OREGON'S OCEAN

DESCRIPTION

The chart of our study area is approximately 50 nautical miles north to south and 20 nautical miles east to west - about1000 square nautical miles. The area represents about 20% of Oregon's continental shelf waters. It is hypothetical, but resembles ocean features off the central Oregon coast. Familiar geographic names have been used to identify the features and fishing communities.

The rocky areas of the continental shelf contain a high diversity of physical habitats and conditions. Production (breeding and nursery functions) for species such as rockfish is very high compared to the sand and sand-mud areas nearby. However, the sand and mud areas have supported bottom trawling for rockfish and other species over a number of years. Over the last ten years, these traditional areas have yielded smaller and smaller catches. Commercial bottom trawlers have therefore increased their efforts in rocky areas even though the rocky bottom is more damaging to bottom trawl gear. Charter and private sport boats, fishing with hook and line, have always fished the rocky areas for lingcod and rockfish. In recent years, this effort has increased due to reductions in opportunities to catch salmon. Charter captains and sport fishers have noticed that some of the rockfish species they catch have been getting smaller, on average, over the last ten years.

There are two major ports on our map, Newport and Garibaldi. Both support major commercial fisheries, have fish processing plants, and related marine businesses. Sport fishers fish with hook and line, and either use their own boats, or pay charter boats to take them to the fishing areas. Both ports support large charter businesses. The sport fishery catches primarily rockfish and lingcod, mostly around rocky areas and close to shore. The commercial fishing industry has been hit hard with cutbacks in allowed catch for some rockfish species in recent years, and the charter industry has been equally hurt by cutbacks in salmon fishing over the last eight years. Still, the contribution of fisheries to the economy is substantial, and has grown more important as the forest products industry has been reduced.

Commercial fishing for rockfish has changed over the last decade. In prior years, areas historically fished began to produce poor catches. Fishers moved their bottom trawl gear nearer or on rocky areas, even though they risked damage to their gear. The large and heavy rollers and gear sometimes damaged the rocky habitat. To reduce this damage, a new requirement was enacted to reduce the size of the bottom trawling gear. Called a ìshort footrope,î it could no longer be used to fish over about 50% of the previously fished rocky areas. Thus, commercial bottom trawlers have been restricted by dwindling fish populations and regulations.

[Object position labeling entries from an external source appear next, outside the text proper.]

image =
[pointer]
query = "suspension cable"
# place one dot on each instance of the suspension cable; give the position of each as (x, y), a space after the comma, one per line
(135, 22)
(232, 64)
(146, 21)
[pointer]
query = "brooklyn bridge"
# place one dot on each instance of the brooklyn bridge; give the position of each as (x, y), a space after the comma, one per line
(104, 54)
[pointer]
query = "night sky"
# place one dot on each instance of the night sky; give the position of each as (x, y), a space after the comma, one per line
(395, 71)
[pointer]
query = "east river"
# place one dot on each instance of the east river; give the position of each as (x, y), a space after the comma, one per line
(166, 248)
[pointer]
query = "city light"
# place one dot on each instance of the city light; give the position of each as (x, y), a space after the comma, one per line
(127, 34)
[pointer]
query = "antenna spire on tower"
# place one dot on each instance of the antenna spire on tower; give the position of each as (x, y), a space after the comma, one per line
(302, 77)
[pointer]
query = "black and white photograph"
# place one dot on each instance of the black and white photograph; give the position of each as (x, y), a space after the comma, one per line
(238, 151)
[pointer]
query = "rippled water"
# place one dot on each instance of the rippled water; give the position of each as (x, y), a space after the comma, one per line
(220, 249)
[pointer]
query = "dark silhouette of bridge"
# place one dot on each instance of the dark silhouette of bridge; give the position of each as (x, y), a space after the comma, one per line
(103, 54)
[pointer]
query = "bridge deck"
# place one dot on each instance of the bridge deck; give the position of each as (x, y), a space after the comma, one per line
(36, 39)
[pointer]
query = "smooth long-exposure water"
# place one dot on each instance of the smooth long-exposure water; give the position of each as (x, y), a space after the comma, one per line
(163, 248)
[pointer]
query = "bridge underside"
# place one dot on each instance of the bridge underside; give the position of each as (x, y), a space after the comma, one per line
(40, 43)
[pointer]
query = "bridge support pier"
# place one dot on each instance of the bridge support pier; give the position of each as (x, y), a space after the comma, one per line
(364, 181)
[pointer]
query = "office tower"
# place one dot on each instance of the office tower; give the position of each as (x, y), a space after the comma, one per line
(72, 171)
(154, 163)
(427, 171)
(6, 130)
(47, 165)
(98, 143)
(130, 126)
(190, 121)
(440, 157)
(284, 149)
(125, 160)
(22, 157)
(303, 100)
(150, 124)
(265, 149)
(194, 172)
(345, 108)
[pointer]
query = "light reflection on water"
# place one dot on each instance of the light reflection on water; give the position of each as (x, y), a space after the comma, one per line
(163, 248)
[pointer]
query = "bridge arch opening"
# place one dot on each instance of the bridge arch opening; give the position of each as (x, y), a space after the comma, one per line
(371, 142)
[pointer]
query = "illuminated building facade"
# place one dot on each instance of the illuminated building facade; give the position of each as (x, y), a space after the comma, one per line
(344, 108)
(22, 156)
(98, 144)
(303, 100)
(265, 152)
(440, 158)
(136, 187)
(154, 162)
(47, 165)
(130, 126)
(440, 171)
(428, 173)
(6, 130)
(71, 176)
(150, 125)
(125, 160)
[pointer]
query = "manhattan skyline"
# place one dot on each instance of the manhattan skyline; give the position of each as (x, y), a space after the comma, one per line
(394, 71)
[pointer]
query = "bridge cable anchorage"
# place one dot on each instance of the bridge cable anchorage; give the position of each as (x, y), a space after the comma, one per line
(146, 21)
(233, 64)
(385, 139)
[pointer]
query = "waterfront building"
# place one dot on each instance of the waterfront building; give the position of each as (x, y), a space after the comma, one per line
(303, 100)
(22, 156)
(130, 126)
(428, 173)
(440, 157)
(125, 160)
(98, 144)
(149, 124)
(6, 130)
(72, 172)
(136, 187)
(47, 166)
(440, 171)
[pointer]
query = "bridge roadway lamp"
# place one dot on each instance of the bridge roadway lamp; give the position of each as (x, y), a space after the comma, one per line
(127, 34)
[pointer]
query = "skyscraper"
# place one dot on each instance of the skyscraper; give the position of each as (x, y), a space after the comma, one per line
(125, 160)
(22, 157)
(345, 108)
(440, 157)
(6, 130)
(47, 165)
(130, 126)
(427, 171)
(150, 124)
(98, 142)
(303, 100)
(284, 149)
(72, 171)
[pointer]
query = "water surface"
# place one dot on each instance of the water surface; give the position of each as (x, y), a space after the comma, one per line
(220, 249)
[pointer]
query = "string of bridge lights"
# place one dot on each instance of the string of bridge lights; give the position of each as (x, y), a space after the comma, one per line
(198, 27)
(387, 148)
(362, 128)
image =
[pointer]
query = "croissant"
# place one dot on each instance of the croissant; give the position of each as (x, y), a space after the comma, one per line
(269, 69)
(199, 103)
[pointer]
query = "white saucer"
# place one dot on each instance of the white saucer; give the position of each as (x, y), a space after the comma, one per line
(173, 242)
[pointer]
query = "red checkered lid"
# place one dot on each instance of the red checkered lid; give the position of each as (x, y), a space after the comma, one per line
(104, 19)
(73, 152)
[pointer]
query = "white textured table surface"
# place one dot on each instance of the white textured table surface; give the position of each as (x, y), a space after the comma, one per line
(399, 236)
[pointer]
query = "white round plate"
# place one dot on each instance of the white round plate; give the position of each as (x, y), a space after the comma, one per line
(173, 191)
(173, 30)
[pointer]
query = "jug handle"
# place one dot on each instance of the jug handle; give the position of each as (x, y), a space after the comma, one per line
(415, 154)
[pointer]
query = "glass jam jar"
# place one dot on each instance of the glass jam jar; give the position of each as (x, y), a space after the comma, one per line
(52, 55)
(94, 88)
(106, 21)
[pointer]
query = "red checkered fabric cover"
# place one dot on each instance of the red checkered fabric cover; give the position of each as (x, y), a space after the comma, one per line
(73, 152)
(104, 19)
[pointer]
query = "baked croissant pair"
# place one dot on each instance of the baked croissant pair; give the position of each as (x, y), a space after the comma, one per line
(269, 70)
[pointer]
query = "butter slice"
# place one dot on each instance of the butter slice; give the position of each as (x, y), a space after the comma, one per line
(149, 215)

The area is characterized by seasonal and year-round upwelling (where cold, nutrient-rich bottom water rises to the ocean surface, providing the basis of a food web). The current direction is generally northerly, subsurface in the spring to fall and surface during the winter. Rockfish breeding and nursery areas are concentrated near upwelling areas, in areas where currents can deliver food, and near rock transition areas. Marine mammals feed throughout the area; gray whales are particularly numerous near shore late spring to late fall. Marine birds make heavy use of the area to feed, especially when tens of thousand of common murres nest on nearshore rocks during the spring and summer.

What we do know FOR SURE about the area is that we know very little. The sea is still a mystery. Much more research is needed before we understand the complex interactions of long and short term natural cycles, tides, currents and weather, and the creatures that live around, on, and in the ocean.

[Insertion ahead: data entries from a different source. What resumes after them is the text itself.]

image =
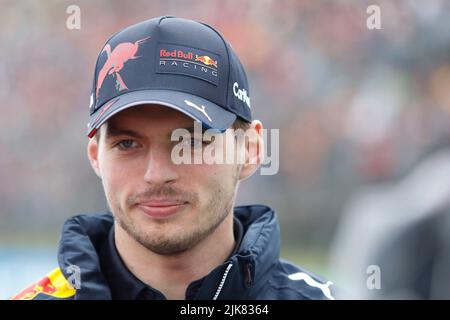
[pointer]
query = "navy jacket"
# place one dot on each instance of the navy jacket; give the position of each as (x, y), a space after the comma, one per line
(253, 271)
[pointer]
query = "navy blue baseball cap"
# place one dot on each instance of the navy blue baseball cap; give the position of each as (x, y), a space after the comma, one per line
(178, 63)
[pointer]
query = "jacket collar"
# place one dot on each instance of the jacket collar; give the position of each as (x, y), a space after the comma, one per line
(244, 273)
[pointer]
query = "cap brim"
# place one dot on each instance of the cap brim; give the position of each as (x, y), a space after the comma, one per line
(209, 114)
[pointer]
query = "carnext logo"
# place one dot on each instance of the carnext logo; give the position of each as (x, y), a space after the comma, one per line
(241, 94)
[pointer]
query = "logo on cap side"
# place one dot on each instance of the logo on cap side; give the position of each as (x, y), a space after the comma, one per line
(202, 109)
(115, 62)
(241, 94)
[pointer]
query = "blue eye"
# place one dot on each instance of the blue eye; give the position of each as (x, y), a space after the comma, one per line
(196, 143)
(126, 144)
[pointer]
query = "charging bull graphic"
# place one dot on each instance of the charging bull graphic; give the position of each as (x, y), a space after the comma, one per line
(116, 59)
(206, 60)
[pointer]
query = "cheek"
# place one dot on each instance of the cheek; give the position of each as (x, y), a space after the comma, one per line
(116, 178)
(212, 178)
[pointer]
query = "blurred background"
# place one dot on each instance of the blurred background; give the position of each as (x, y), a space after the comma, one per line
(364, 119)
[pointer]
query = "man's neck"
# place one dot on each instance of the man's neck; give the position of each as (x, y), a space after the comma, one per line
(172, 274)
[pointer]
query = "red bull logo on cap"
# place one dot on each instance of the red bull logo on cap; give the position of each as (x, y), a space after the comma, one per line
(206, 60)
(188, 61)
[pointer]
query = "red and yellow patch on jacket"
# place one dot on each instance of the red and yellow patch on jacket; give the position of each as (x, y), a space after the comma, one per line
(53, 284)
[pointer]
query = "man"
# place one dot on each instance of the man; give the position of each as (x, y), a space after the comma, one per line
(172, 232)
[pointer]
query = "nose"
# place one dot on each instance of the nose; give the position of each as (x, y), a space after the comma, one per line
(160, 169)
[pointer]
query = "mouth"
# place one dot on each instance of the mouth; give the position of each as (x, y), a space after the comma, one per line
(160, 209)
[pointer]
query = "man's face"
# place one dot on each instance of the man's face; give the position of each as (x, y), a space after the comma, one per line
(142, 184)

Various groups have proposed six areas on your map as no-take marine reserves. Other groups favor no reserve, some favor one or more of the proposals, and some favor the establishment of the entire area on your map as a marine reserve. All groups agree on the goals for action. These are:

1. to rebuild fish populations, especially rockfish.
2. protect fish breeding and nursery areas, and fish habitat in general.
3. to insure against failures in fisheries management (When we look out on our ocean, we see only the surface. Yet, fishery managers must set up fishing regulations for not only the surface, but far below. They are forced to make assumptions about the ocean with little information, and are therefore prone to error, including inaccurate estimates of the fish and wildlife that are present, the number of fish that will be produced, fishing mortality and climate variation.).